Studio
Overview
Studio is an end-to-end workflow for creating long-form content. With this tool you can upload an entire book, document or webpage and generate a voiceover narration for it. The result can then be downloaded as a single MP3 file or as individual MP3 files for each chapter.
Guide
You can use our Audio Native feature to easily and effortlessly embed any narration project onto your website.
Settings
Voices
Voices
We offer many types of voices, including the curated Default Voices library; completely synthetic voices created using our Voice Design tool; you can create your own collection of cloned voices using our two technologies: Instant Voice Cloning and Professional Voice Cloning. Browse through our voice library to find the perfect voice for your production.
Not all voices are equal, and a lot depends on the source audio used to create that voice. Some voices will perform better than others, while some will be more stable than others. Additionally, certain voices will be more easily cloned by the AI than others, and some voices may work better with one model and one language compared to another. All of these factors are important to consider when selecting your voice.
Voice settings
Voice settings
Our users have found different workflows that work for them. The most common setting is stability around 50 and similarity near 75, with minimal changes thereafter. Of course, this all depends on the original voice and the style of performance you’re aiming for.

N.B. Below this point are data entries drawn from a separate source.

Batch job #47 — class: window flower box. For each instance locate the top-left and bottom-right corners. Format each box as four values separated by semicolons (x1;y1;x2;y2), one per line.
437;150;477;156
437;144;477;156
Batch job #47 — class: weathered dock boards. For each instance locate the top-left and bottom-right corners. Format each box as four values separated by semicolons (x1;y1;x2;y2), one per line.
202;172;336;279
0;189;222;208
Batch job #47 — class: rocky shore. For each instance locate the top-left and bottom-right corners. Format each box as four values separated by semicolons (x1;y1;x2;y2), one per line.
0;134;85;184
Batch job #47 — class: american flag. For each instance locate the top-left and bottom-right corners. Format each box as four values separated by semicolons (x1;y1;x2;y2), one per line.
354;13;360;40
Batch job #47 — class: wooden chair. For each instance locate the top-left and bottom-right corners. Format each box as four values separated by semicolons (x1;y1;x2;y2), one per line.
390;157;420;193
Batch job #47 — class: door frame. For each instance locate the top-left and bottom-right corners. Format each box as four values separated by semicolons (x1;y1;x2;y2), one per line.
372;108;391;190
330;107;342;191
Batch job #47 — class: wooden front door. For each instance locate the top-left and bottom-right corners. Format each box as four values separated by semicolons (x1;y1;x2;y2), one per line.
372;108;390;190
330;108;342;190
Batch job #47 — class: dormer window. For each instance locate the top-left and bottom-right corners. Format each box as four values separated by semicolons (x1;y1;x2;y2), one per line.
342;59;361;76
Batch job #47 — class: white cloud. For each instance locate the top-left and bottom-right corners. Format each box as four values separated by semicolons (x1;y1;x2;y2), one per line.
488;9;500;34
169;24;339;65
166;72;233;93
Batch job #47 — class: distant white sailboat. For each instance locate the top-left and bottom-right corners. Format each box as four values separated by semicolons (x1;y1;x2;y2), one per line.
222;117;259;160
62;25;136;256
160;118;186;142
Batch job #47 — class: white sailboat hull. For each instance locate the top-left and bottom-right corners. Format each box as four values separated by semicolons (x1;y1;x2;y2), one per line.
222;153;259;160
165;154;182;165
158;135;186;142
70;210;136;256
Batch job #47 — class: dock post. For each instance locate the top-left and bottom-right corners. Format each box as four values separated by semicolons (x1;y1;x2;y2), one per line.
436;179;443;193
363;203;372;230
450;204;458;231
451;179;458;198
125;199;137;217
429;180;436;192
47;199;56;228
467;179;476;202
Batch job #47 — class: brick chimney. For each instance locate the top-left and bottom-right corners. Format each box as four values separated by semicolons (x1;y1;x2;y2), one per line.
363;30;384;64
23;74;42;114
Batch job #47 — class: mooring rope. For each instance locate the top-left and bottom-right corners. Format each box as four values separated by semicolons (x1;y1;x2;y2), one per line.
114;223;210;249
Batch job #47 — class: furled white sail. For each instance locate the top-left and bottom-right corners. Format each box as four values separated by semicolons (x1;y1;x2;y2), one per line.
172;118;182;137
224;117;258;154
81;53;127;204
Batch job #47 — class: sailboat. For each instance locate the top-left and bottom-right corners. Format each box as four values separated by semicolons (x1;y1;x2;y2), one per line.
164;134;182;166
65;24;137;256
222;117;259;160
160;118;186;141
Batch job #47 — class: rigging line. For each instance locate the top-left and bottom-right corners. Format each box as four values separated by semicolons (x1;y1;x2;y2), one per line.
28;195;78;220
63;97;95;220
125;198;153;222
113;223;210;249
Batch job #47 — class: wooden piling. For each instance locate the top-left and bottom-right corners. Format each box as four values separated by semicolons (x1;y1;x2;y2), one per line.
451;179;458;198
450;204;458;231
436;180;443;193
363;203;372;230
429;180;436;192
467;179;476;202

It’s important to note that the AI is non-deterministic; setting the sliders to specific values won’t guarantee the same results every time. Instead, the sliders function more as a range, determining how wide the randomization can be between each generation.
Stability
The stability slider determines how stable the voice is and the randomness between each generation. Lowering this slider introduces a broader emotional range for the voice. As mentioned before, this is also influenced heavily by the original voice. Setting the slider too low may result in odd performances that are overly random and cause the character to speak too quickly. On the other hand, setting it too high can lead to a monotonous voice with limited emotion.
For a more lively and dramatic performance, it is recommended to set the stability slider lower and generate a few times until you find a performance you like.
On the other hand, if you want a more serious performance, even bordering on monotone at very high values, it is recommended to set the stability slider higher. Since it is more consistent and stable, you usually don’t need to generate as many samples to achieve the desired result. Experiment to find what works best for you!
Similarity
The similarity slider dictates how closely the AI should adhere to the original voice when attempting to replicate it. If the original audio is of poor quality and the similarity slider is set too high, the AI may reproduce artifacts or background noise when trying to mimic the voice if those were present in the original recording.
Style exaggeration
With the introduction of the newer models, we also added a style exaggeration setting. This setting attempts to amplify the style of the original speaker. It does consume additional computational resources and might increase latency if set to anything other than 0. It’s important to note that using this setting has shown to make the model slightly less stable, as it strives to emphasize and imitate the style of the original voice.
In general, we recommend keeping this setting at 0 at all times.
Speaker boost
This setting boosts the similarity to the original speaker. However, using this setting requires a slightly higher computational load, which in turn increases latency. The differences introduced by this setting are generally rather subtle.
Pronunciation dictionaries
Pronunciation dictionaries
Sometimes you may want to specify the pronunciation of certain words, such as character or brand names, or specify how acronyms should be read. Pronunciation dictionaries allow this functionality by enabling you to upload a lexicon or dictionary file that includes rules about how specified words should be pronounced, either using a phonetic alphabet (phoneme tags) or word substitutions (alias tags).
Whenever one of these words is encountered in a project, the AI will pronounce the word using the specified replacement. When checking for a replacement word in a pronunciation dictionary, the dictionary is checked from start to end and only the first replacement is used.
You can add a pronunciation dictionary to your project from the General tab in Project settings.
Exporting
Exporting
Within the “Export” tab under General settings you can add additional metadata such as Title, Author, ISBN and a Description to your project. This information will automatically be added to the downloaded audio files.
FAQ
Free regenerations
In Studio, provided you don’t change the text, you can regenerate a selected paragraph or section of text twice for free.
If free regenerations are available for the selected paragraph or text, you will see “Regenerate”. If you hover over the “Regenerate” button, the number of free regenerations remaining will be displayed.
Once your free regenerations have been used, the button will display “Generate”, and you will be charged for subsequent generations.
Auto-regeneration for bulk conversions
When converting a full chapter or project, auto-regeneration automatically checks the output for volume issues, voice similarity, and mispronunciations. If ElevenLabs detects any issues, the tool will automatically regenerate the audio up to twice, at no extra cost.
This feature may increase the processing time but helps ensure higher quality output for your bulk conversions.